Until now, because of statutory limitations, the world’s largest pension fund has only been able to invest in alternative assets through funds of funds (FoFs) and mutual funds.
It has now won approval from the Japanese Cabinet and Japan’s Ministry of Health, Labor and Welfare to participate in limited partnerships.
GPIF had been exploring the use of limited partnerships since 2016 to help it diversify further into alternative asset classes.
The pension fund will now be able to participate as a limited partner in real estate, infrastructure and private equity schemes through general partners.
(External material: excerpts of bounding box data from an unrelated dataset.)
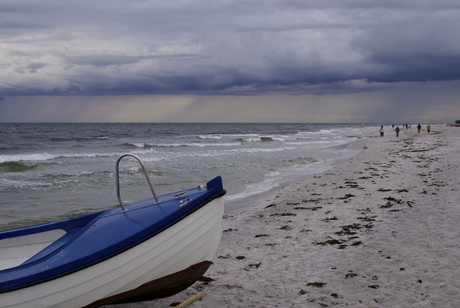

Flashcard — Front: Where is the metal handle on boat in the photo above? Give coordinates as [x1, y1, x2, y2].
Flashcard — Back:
[116, 154, 158, 212]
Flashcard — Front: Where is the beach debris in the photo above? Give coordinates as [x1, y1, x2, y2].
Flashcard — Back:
[345, 272, 358, 279]
[255, 234, 270, 237]
[307, 282, 327, 288]
[294, 206, 323, 211]
[175, 292, 204, 308]
[270, 213, 297, 216]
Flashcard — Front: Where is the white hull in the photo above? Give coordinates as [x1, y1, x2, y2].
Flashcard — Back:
[0, 197, 224, 308]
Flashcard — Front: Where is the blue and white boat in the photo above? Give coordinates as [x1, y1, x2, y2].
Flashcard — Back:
[0, 154, 225, 307]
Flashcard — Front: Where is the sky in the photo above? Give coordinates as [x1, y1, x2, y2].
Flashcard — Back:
[0, 0, 460, 123]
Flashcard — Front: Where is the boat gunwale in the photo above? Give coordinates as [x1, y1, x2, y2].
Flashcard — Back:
[0, 183, 226, 294]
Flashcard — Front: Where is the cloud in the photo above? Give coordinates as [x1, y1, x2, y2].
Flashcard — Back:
[0, 0, 460, 96]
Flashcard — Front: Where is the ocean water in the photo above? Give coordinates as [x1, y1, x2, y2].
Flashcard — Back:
[0, 123, 378, 229]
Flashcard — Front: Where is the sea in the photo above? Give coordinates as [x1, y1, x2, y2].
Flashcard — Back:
[0, 123, 379, 229]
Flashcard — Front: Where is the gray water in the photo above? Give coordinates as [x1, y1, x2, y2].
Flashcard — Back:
[0, 123, 378, 228]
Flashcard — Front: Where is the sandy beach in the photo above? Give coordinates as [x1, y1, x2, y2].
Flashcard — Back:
[107, 127, 460, 308]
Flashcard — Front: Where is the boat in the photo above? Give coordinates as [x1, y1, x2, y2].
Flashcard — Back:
[0, 154, 226, 308]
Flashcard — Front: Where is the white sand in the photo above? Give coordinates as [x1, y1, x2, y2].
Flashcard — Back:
[110, 127, 460, 308]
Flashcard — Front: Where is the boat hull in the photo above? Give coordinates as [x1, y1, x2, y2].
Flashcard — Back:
[0, 197, 224, 308]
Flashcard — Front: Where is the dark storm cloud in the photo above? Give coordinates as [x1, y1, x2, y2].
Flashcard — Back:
[0, 0, 460, 96]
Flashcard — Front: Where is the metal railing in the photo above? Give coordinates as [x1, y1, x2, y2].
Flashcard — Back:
[115, 154, 158, 212]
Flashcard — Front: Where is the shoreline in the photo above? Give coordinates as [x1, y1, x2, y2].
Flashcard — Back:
[225, 138, 367, 215]
[107, 127, 460, 308]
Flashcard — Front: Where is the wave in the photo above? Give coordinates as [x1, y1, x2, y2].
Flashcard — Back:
[124, 142, 241, 148]
[0, 153, 56, 164]
[0, 161, 37, 172]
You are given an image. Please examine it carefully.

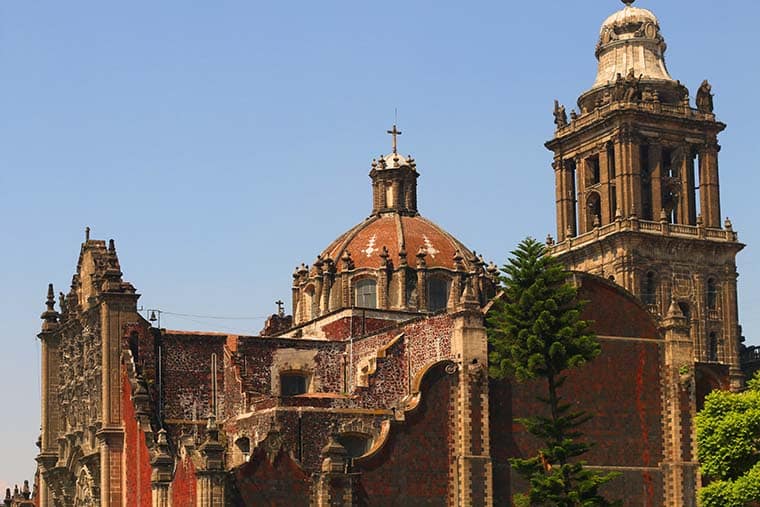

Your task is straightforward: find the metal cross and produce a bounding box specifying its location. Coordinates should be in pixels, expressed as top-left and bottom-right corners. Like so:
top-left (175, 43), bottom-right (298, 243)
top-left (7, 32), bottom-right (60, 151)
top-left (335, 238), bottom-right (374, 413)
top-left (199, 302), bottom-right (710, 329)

top-left (388, 123), bottom-right (401, 154)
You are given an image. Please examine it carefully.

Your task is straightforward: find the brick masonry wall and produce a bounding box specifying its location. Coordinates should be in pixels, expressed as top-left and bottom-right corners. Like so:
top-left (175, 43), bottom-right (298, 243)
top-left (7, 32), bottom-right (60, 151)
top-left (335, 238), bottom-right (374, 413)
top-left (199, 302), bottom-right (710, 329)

top-left (235, 449), bottom-right (311, 507)
top-left (354, 365), bottom-right (455, 507)
top-left (121, 367), bottom-right (152, 507)
top-left (163, 334), bottom-right (226, 420)
top-left (490, 340), bottom-right (663, 507)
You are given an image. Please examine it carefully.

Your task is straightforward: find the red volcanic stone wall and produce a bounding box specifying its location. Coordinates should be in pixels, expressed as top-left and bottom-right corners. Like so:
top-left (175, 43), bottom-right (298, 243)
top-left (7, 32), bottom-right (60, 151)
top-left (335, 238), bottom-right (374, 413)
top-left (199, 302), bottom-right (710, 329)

top-left (236, 336), bottom-right (346, 401)
top-left (162, 332), bottom-right (227, 420)
top-left (490, 339), bottom-right (663, 507)
top-left (235, 448), bottom-right (311, 507)
top-left (322, 317), bottom-right (396, 340)
top-left (171, 456), bottom-right (197, 507)
top-left (121, 367), bottom-right (153, 507)
top-left (578, 275), bottom-right (660, 338)
top-left (351, 314), bottom-right (454, 400)
top-left (354, 365), bottom-right (455, 507)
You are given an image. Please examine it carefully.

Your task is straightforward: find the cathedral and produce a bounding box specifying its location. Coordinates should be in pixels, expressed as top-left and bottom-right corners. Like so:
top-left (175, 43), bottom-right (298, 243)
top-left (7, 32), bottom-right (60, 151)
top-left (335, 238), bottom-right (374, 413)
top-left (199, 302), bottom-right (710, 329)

top-left (33, 0), bottom-right (744, 507)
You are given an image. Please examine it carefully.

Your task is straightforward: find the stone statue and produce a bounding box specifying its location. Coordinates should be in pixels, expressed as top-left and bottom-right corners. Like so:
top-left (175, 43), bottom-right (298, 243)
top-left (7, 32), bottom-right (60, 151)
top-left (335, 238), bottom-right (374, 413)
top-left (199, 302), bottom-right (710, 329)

top-left (697, 79), bottom-right (713, 113)
top-left (554, 100), bottom-right (567, 129)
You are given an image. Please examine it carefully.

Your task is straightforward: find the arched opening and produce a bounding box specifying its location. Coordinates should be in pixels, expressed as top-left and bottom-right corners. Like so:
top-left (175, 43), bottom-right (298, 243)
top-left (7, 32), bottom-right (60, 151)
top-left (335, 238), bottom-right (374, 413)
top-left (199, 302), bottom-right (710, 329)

top-left (354, 278), bottom-right (377, 308)
top-left (586, 155), bottom-right (601, 187)
top-left (586, 192), bottom-right (602, 230)
top-left (662, 186), bottom-right (678, 224)
top-left (707, 331), bottom-right (718, 363)
top-left (280, 371), bottom-right (308, 396)
top-left (336, 433), bottom-right (372, 458)
top-left (642, 271), bottom-right (657, 305)
top-left (678, 301), bottom-right (691, 322)
top-left (301, 285), bottom-right (315, 321)
top-left (427, 276), bottom-right (450, 312)
top-left (707, 278), bottom-right (718, 310)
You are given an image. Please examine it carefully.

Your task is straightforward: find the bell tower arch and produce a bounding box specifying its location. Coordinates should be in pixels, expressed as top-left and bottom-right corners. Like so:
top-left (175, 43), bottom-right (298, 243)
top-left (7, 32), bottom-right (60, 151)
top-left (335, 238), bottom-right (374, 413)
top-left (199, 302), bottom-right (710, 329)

top-left (546, 0), bottom-right (744, 388)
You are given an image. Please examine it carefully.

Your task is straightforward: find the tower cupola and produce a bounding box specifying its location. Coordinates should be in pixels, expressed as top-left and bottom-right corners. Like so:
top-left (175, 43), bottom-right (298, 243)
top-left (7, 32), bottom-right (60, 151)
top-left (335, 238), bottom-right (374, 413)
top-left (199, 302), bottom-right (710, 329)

top-left (369, 125), bottom-right (419, 216)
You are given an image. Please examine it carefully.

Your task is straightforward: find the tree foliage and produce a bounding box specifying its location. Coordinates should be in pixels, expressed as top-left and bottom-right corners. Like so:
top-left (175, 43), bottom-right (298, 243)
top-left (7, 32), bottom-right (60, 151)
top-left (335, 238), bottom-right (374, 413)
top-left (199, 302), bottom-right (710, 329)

top-left (697, 372), bottom-right (760, 507)
top-left (487, 238), bottom-right (617, 507)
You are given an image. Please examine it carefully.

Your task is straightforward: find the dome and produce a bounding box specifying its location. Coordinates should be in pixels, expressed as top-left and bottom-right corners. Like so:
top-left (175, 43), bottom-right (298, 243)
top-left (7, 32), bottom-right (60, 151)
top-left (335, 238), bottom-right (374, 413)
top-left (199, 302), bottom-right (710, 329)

top-left (600, 5), bottom-right (660, 35)
top-left (320, 213), bottom-right (473, 272)
top-left (592, 2), bottom-right (674, 89)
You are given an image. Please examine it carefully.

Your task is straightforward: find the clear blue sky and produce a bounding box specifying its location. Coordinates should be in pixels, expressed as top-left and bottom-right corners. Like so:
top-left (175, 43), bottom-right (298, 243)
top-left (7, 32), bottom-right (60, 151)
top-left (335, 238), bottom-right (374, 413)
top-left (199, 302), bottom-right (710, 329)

top-left (0, 0), bottom-right (760, 487)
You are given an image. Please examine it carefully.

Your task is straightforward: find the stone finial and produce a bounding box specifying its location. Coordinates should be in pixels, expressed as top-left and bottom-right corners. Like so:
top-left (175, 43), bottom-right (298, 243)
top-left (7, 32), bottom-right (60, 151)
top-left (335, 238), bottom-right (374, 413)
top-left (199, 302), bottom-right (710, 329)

top-left (454, 250), bottom-right (464, 271)
top-left (380, 246), bottom-right (391, 267)
top-left (340, 250), bottom-right (354, 271)
top-left (398, 245), bottom-right (409, 266)
top-left (40, 283), bottom-right (58, 331)
top-left (417, 247), bottom-right (427, 268)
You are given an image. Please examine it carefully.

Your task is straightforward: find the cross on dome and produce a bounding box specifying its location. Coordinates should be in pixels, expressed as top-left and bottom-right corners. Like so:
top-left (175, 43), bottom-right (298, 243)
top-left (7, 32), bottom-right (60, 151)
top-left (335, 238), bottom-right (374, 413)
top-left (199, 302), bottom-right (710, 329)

top-left (388, 123), bottom-right (401, 154)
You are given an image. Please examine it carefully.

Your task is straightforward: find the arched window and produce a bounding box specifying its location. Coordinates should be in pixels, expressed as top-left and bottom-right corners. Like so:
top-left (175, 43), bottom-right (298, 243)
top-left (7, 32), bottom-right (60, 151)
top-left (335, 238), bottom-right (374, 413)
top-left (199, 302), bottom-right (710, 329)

top-left (586, 192), bottom-right (602, 230)
top-left (642, 271), bottom-right (657, 305)
top-left (280, 371), bottom-right (307, 396)
top-left (427, 277), bottom-right (449, 312)
top-left (354, 278), bottom-right (377, 308)
top-left (707, 278), bottom-right (718, 310)
top-left (707, 332), bottom-right (718, 363)
top-left (678, 302), bottom-right (691, 322)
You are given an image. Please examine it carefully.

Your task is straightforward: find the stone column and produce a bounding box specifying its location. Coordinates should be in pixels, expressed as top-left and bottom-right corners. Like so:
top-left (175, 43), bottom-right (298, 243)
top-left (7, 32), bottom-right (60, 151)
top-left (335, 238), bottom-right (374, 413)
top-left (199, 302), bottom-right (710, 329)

top-left (699, 144), bottom-right (720, 228)
top-left (649, 142), bottom-right (662, 220)
top-left (618, 129), bottom-right (642, 218)
top-left (196, 415), bottom-right (227, 507)
top-left (660, 300), bottom-right (699, 507)
top-left (599, 145), bottom-right (615, 225)
top-left (552, 158), bottom-right (575, 241)
top-left (150, 428), bottom-right (174, 507)
top-left (451, 288), bottom-right (493, 507)
top-left (721, 266), bottom-right (744, 391)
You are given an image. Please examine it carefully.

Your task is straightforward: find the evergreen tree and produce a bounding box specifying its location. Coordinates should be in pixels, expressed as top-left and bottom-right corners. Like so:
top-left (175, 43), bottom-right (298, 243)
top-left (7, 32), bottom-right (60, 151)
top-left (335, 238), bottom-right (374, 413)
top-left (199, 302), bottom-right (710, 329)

top-left (697, 372), bottom-right (760, 507)
top-left (487, 238), bottom-right (617, 507)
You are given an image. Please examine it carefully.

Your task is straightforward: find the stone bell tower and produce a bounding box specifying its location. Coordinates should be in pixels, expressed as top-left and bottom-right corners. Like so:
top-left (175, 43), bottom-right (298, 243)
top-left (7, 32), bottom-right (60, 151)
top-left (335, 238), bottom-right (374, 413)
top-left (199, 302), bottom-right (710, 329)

top-left (546, 0), bottom-right (744, 388)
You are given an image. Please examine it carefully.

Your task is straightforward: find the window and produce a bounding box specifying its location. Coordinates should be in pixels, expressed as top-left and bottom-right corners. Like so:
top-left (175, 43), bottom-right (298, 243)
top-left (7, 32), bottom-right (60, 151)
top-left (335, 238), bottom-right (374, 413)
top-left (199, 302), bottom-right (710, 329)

top-left (707, 278), bottom-right (718, 310)
top-left (355, 279), bottom-right (377, 308)
top-left (427, 277), bottom-right (449, 312)
top-left (707, 333), bottom-right (718, 363)
top-left (586, 192), bottom-right (602, 231)
top-left (642, 271), bottom-right (657, 305)
top-left (586, 155), bottom-right (601, 186)
top-left (280, 372), bottom-right (306, 396)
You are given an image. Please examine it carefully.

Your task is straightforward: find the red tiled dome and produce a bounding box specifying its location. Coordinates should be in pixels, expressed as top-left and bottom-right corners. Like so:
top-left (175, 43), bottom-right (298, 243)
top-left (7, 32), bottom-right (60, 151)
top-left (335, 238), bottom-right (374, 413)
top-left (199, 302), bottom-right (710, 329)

top-left (321, 213), bottom-right (473, 271)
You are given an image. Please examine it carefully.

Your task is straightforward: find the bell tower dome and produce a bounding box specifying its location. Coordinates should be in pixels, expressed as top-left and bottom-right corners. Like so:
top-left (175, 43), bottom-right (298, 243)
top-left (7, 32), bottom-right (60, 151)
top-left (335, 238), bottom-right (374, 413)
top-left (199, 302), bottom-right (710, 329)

top-left (546, 0), bottom-right (744, 388)
top-left (369, 125), bottom-right (419, 216)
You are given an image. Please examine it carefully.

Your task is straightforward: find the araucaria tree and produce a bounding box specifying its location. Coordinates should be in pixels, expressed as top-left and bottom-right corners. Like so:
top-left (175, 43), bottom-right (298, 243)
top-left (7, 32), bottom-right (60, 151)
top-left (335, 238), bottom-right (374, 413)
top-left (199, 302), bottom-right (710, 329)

top-left (697, 372), bottom-right (760, 507)
top-left (487, 238), bottom-right (615, 507)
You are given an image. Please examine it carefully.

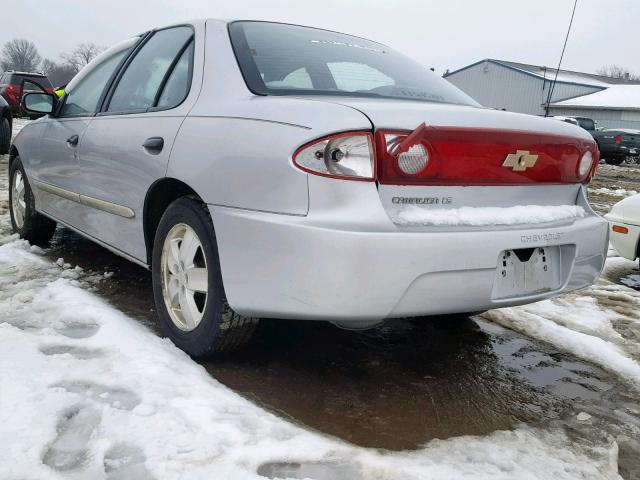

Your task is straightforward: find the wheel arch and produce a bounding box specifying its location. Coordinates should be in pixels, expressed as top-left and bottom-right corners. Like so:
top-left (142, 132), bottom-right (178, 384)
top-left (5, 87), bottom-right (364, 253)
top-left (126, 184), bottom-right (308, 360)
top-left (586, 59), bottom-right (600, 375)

top-left (8, 143), bottom-right (20, 168)
top-left (143, 177), bottom-right (202, 265)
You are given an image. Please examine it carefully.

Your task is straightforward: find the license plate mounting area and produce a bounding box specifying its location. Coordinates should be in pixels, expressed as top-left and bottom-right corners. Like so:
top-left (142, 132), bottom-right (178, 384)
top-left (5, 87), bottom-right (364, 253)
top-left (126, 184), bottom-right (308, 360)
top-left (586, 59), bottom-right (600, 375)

top-left (492, 246), bottom-right (563, 299)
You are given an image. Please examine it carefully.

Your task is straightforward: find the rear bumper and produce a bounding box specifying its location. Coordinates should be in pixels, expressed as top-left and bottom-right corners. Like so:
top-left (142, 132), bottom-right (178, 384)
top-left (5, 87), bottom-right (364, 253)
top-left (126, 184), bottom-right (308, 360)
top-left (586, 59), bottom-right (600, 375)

top-left (210, 206), bottom-right (608, 325)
Speaking with IPE Real Assets in Tokyo, GPIF spokesperson, Naori Honda, said: “We have started to organise ourselves to be able to prepare for LP-style investments in the current financial year [from April].”
“In the past,” said Honda, “we have had legal restrictions preventing us from investing in limited partnership schemes. Those restrictions have now been removed.”
Honda explained that, although the Japanese Cabinet made the necessary legislative changes in the last financial year, GPIF has had to change its own internal rules. The process involved approvals from GPIF’s board and the Minister of Health, Labor and Welfare, Katsunobu Kato.
Honda said GPIF will continue to use its “FoF-gatekeeper” approach in parallel with limited-partnership investments.
GPIF investment guildelines stipulate that it cannot own more than half of a limited partnership.
The pension fund’s medium-term investment plan allows it to increase its allocation to alternative investments to 5%. Honda said that, as at the end of December 2017, alternative investments, including real estate and infrastructure, represented 0.1%.
“We have a long way to go to reach our target,” she added.
GPIF now invests through a wide range of domestic and foreign asset managers.
GPIF president Norihiro Takahashi said in January that GPIF is undertaking due diligence of international real estate and private equity FoF managers.
“You can assume that those mandates are coming,” said Honda.